The ketone ester developed by Cox and coworkers may be of great benefit for patients with certain inborn errors of metabolism (IEMs) by serving as an alternative energy source for ATP production (Fig. 1). In addition, patients in which ketone body formation is impaired, such as HMG-CoA synthase deficiency, HMG-CoA lyase deficiency and beta-ketothiolase deficiency, could benefit from this ketone ester. A special IEM that would qualify for ketone ester treatment would be SUCLA deficiency in which the formation of succinate from succinyl-CoA in the TCA cycle is impaired. An increased flux through succinyl-CoA acetoacetate transferase by ketone ester treatment would, at least in theory, increase flux through the TCA cycle.

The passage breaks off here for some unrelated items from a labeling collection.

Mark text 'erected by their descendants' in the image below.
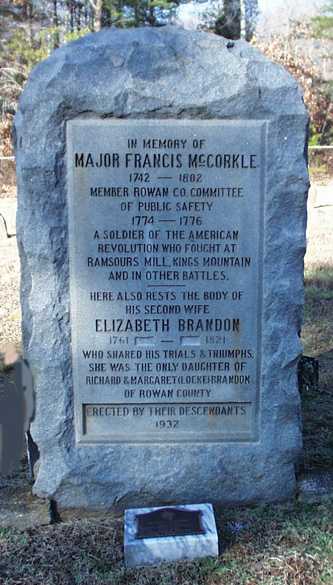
[67,118,266,443]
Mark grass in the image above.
[0,172,333,585]
[301,264,333,470]
[0,502,333,585]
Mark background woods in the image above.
[0,0,333,156]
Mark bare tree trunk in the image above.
[244,0,258,41]
[94,0,103,31]
[215,0,241,39]
[53,0,60,49]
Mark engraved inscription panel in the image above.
[67,119,266,443]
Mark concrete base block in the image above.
[124,504,218,567]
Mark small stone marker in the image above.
[124,504,218,567]
[15,27,308,506]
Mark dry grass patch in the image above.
[0,503,333,585]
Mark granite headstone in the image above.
[15,27,308,508]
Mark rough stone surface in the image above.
[124,504,219,567]
[16,27,308,508]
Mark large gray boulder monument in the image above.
[15,27,308,509]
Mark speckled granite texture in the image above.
[15,27,308,508]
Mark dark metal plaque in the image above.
[136,508,205,538]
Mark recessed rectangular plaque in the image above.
[136,507,205,538]
[67,119,266,442]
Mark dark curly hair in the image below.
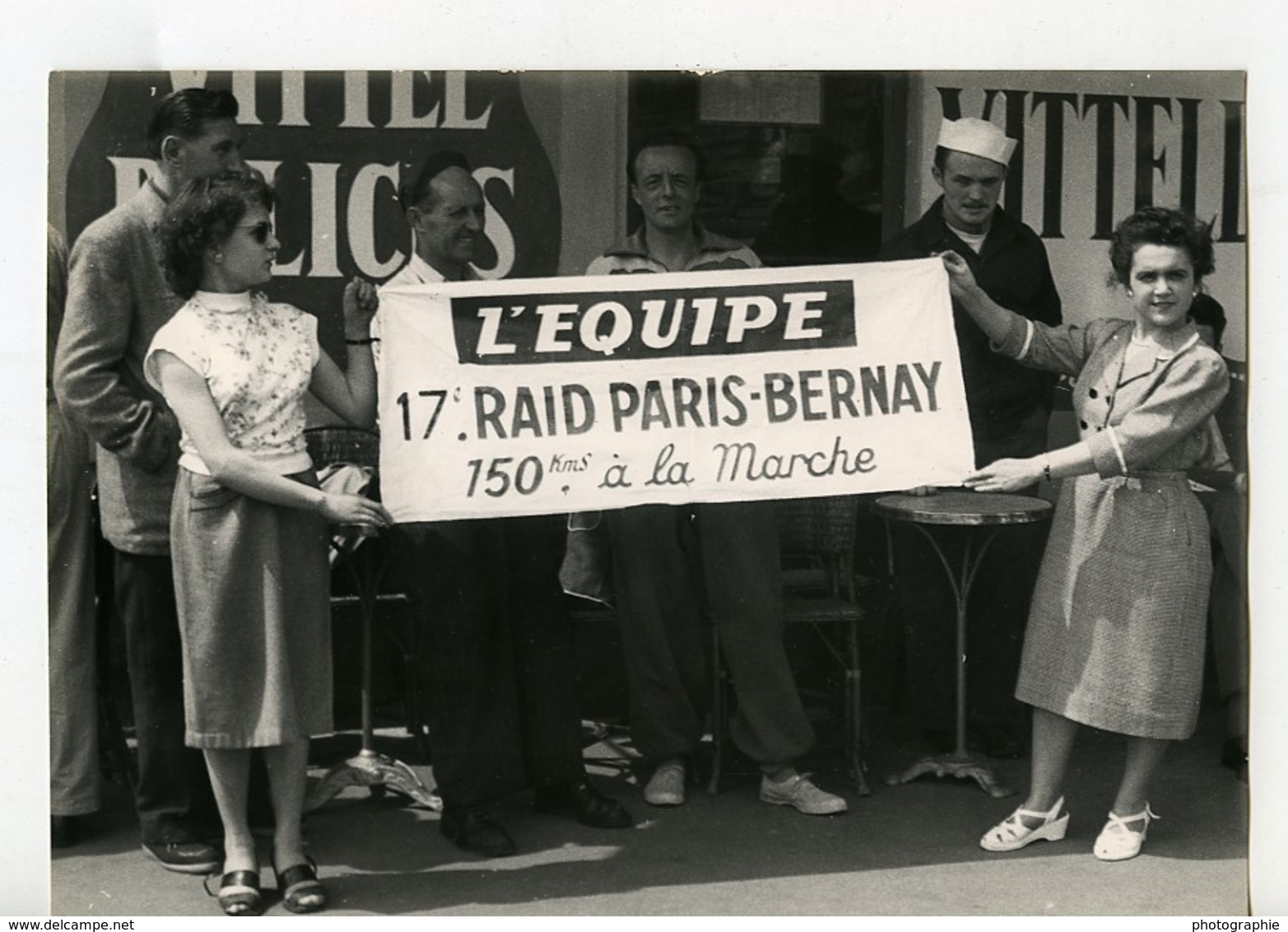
[1109,207,1216,287]
[160,169,273,298]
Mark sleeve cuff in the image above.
[1087,426,1127,478]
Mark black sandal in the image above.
[273,856,326,913]
[201,870,264,916]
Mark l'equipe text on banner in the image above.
[379,259,974,522]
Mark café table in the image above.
[872,490,1051,798]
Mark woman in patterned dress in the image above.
[146,173,389,916]
[943,207,1229,861]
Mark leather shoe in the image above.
[533,780,635,829]
[438,806,514,857]
[143,838,224,874]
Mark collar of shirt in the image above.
[916,196,1019,258]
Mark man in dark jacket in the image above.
[880,117,1060,757]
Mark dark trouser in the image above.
[893,412,1049,736]
[116,551,215,845]
[390,515,585,807]
[606,501,814,764]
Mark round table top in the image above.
[872,490,1051,527]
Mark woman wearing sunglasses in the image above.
[146,173,390,916]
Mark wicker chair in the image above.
[707,496,871,797]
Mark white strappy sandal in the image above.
[979,797,1069,850]
[1092,803,1158,861]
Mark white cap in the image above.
[937,116,1015,165]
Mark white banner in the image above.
[379,259,974,522]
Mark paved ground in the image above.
[43,713,1262,916]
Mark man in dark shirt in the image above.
[880,117,1060,757]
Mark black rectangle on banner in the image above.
[451,280,855,366]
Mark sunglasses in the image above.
[235,221,273,246]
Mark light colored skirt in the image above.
[170,469,333,748]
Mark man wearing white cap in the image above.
[880,117,1060,757]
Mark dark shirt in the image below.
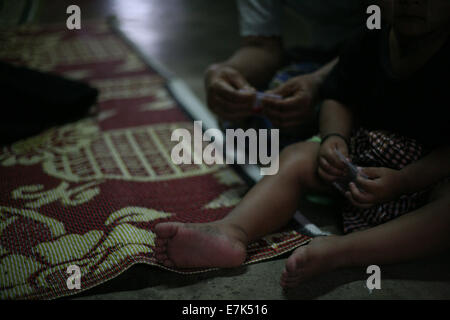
[321,27,450,148]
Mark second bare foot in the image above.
[155,222,247,268]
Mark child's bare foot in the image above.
[155,222,247,268]
[280,236,343,288]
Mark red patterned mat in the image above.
[0,24,309,299]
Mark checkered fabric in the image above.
[343,128,430,233]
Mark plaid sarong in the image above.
[342,128,442,233]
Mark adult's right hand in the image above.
[205,64,256,120]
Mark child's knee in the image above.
[280,142,318,178]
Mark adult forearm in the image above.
[212,37,283,87]
[319,100,353,139]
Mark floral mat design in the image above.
[0,22,309,299]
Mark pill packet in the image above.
[333,149,369,193]
[239,89,283,112]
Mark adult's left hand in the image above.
[261,74,319,129]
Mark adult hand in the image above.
[345,167,405,208]
[205,64,256,120]
[262,74,319,129]
[318,136,348,183]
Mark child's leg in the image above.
[281,183,450,287]
[155,142,327,267]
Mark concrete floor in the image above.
[5,0,450,300]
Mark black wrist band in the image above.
[320,133,350,146]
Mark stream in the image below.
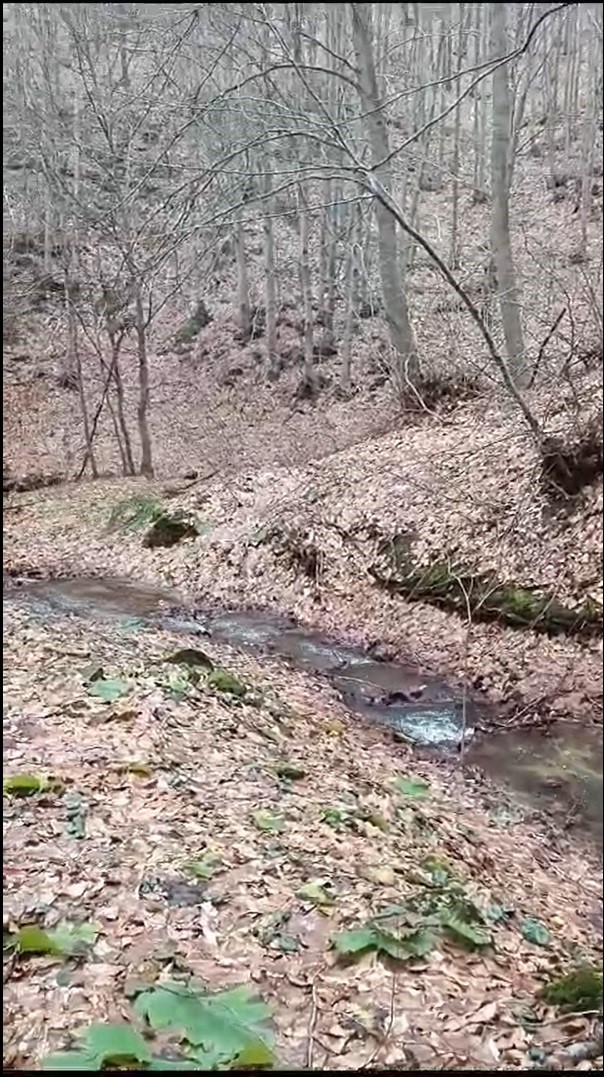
[3,577,603,849]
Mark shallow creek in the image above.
[3,577,603,847]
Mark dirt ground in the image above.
[3,603,602,1069]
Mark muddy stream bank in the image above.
[3,577,603,848]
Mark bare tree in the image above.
[490,3,529,387]
[350,3,420,382]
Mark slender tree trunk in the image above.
[449,3,465,269]
[263,159,279,378]
[491,3,528,388]
[341,206,361,392]
[351,3,420,383]
[298,183,314,388]
[235,214,252,340]
[109,333,136,475]
[135,281,153,477]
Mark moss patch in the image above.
[206,669,248,698]
[369,534,602,638]
[142,512,199,549]
[542,965,602,1012]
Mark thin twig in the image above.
[306,977,319,1069]
[359,974,396,1069]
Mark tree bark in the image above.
[490,3,529,388]
[351,3,420,383]
[135,283,153,478]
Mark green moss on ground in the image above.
[542,965,602,1013]
[369,534,602,637]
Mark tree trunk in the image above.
[263,168,279,378]
[135,282,153,478]
[351,3,420,383]
[341,205,362,392]
[491,3,529,388]
[298,183,314,389]
[235,215,252,340]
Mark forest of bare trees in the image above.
[3,3,602,488]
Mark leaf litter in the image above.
[4,604,602,1069]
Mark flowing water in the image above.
[3,577,603,845]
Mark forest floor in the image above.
[3,323,602,1069]
[3,601,602,1069]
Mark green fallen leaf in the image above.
[332,923,436,961]
[394,778,430,800]
[252,808,285,834]
[164,647,214,670]
[43,1024,152,1071]
[6,921,98,957]
[62,793,86,840]
[88,677,130,703]
[275,763,306,782]
[50,920,99,956]
[206,669,248,698]
[441,914,493,950]
[520,917,551,946]
[183,853,222,879]
[3,774,48,797]
[6,924,60,955]
[296,879,336,906]
[135,982,273,1065]
[484,905,514,924]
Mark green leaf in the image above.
[135,982,272,1064]
[296,879,336,905]
[252,808,285,834]
[43,1024,152,1069]
[206,669,248,698]
[84,1024,151,1065]
[8,924,61,955]
[520,917,551,946]
[88,677,130,703]
[50,920,99,956]
[42,1051,100,1071]
[62,793,86,839]
[484,905,514,924]
[275,763,306,782]
[183,853,222,879]
[441,915,493,950]
[146,1057,199,1073]
[332,924,436,961]
[6,922,98,957]
[164,647,214,670]
[233,1039,275,1068]
[3,774,48,797]
[394,778,430,800]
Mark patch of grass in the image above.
[109,494,164,531]
[542,965,602,1013]
[42,981,275,1072]
[369,532,602,637]
[206,669,248,699]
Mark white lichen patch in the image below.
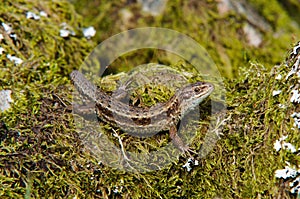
[0,90,13,111]
[82,26,96,39]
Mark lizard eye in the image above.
[194,87,200,93]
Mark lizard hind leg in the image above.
[169,125,196,159]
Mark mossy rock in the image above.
[0,1,300,198]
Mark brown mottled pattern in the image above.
[70,71,214,148]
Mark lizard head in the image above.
[176,82,214,113]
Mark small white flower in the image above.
[6,54,23,65]
[26,11,40,20]
[0,90,13,111]
[275,74,282,80]
[82,26,96,39]
[272,90,281,96]
[40,11,48,17]
[290,90,300,103]
[275,166,299,179]
[2,22,12,33]
[0,47,5,55]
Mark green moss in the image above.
[0,0,300,198]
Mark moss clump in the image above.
[0,1,299,198]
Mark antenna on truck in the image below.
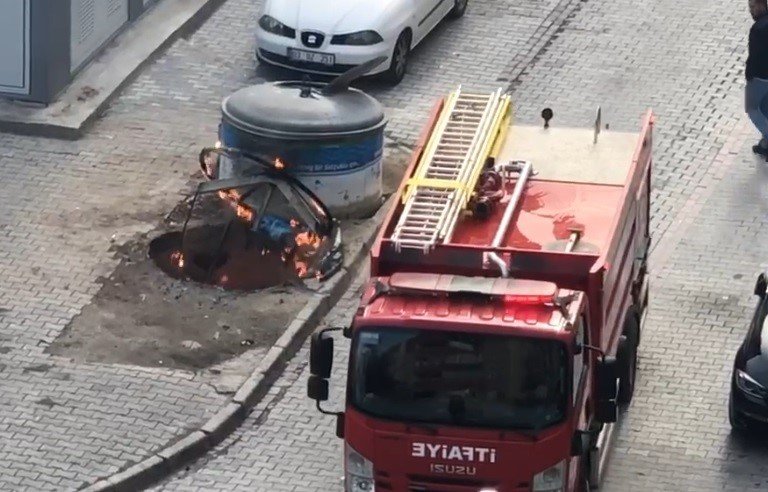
[592,106,603,144]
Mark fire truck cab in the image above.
[308,88,653,492]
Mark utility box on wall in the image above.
[69,0,128,72]
[0,0,160,104]
[0,0,30,96]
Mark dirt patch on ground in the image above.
[48,234,308,370]
[47,142,408,371]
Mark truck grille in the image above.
[408,475,497,492]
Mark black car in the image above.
[728,273,768,431]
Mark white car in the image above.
[256,0,467,84]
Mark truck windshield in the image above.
[349,328,568,429]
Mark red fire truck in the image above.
[308,87,653,492]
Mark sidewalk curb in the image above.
[0,0,226,140]
[80,194,396,492]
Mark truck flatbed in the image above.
[451,125,639,253]
[371,104,653,291]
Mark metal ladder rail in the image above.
[441,89,511,242]
[438,91,501,239]
[392,91,490,252]
[392,88,510,252]
[392,86,484,251]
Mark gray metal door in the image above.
[0,0,29,94]
[70,0,128,72]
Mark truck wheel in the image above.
[728,395,748,434]
[617,314,639,405]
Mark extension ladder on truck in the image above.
[391,86,511,253]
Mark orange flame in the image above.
[296,231,323,249]
[171,251,184,268]
[219,190,255,221]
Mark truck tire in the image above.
[616,311,640,405]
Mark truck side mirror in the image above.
[307,374,328,402]
[755,273,767,299]
[595,400,619,424]
[309,330,333,379]
[595,355,619,400]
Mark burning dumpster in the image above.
[216,82,386,218]
[150,155,343,290]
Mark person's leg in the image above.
[745,79,768,157]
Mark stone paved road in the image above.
[0,0,768,491]
[147,0,768,492]
[0,0,600,491]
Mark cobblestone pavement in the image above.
[146,0,768,492]
[0,0,596,491]
[0,0,768,490]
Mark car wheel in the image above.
[384,31,411,85]
[448,0,469,19]
[728,394,749,433]
[616,315,639,405]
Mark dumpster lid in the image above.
[221,81,385,136]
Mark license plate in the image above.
[288,48,336,66]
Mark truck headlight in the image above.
[259,15,296,38]
[331,31,384,46]
[344,443,376,492]
[736,369,768,400]
[533,460,565,492]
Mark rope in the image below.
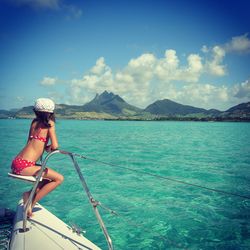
[66,153,250,200]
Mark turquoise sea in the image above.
[0,120,250,250]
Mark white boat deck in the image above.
[10,200,100,250]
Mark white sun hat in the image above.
[34,98,55,113]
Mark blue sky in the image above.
[0,0,250,110]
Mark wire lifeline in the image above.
[60,150,250,200]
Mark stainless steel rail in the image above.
[23,150,114,250]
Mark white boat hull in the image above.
[10,200,100,250]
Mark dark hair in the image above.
[34,110,56,128]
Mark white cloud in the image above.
[41,34,250,110]
[224,34,250,53]
[233,79,250,99]
[206,46,226,76]
[40,76,58,86]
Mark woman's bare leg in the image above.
[21,166,64,216]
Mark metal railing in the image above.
[23,150,113,250]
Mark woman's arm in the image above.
[49,121,59,150]
[26,120,34,144]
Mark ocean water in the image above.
[0,120,250,250]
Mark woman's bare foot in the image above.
[23,192,32,217]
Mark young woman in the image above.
[11,98,63,217]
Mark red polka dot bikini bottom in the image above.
[11,157,36,174]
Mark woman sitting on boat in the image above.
[11,98,64,217]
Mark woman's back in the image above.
[18,120,49,162]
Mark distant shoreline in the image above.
[0,117,250,122]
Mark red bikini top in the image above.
[30,128,47,142]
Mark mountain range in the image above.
[0,91,250,121]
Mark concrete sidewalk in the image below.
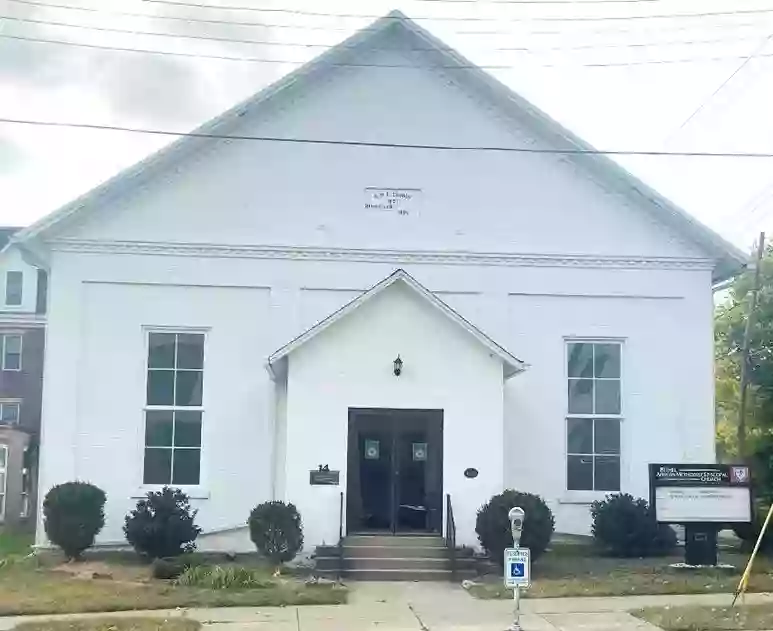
[0,583,773,631]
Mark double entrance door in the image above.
[346,409,443,533]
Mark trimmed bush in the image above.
[591,493,676,557]
[475,489,555,565]
[43,482,107,560]
[247,502,303,568]
[123,486,201,559]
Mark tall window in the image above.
[566,342,622,491]
[0,444,8,521]
[143,332,204,485]
[0,401,21,425]
[0,334,21,370]
[5,272,24,307]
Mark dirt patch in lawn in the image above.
[462,545,773,600]
[631,603,773,631]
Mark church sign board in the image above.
[649,464,752,524]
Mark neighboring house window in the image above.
[0,445,8,521]
[143,332,204,485]
[0,401,21,425]
[5,272,24,307]
[566,342,622,491]
[0,334,21,370]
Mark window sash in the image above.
[5,271,24,307]
[0,333,24,370]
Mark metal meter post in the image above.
[507,506,526,631]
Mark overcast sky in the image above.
[0,0,773,248]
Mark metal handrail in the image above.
[337,491,344,581]
[446,493,456,581]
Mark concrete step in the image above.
[342,544,448,559]
[344,535,446,548]
[344,557,451,574]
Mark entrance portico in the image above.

The idea of treating patients with ketone bodies or ketogenic diets is not new (reviewed in (Scholl-Burgi et al 2015)). In glucose transporter type 1 deficiency (GLUT1) and pyruvate dehydrogenase complex (PDHc) deficiency, ketogenic diets are part of the therapy of choice (Scholl-Burgi et al 2015). Some mitochondrial complex I and II deficiencies could benefit from this ketone ester (Scholl-Burgi et al 2015). A ketogenic diet in patients with glycogen storage disease type III and V significantly improved cardiac remodelling (Valayannopoulos et al 2011) and exercise tolerance (Vorgerd and Zange 2007). Long-term D,L-3-hydroxybutyrate treatment improved cardiac contractility in infants with multiple acyl-CoA dehydrogenase deficiency (Van Hove et al 2003). The newly synthesized ketone ester is preferred over β-HB itself, however, since supplementation of the latter is associated with a substantial load of either acid and/or salt. Also, a ketone drink is easier to adhere to than a ketogenic (high fat, low carbohydrate) diet. As such, this ketone ester could serve as an attractive therapeutic option in reducing the clinical symptoms in certain IEMs. Studies to ascertain the presumed beneficial effect of the ketone ester in some IEMs are currently underway.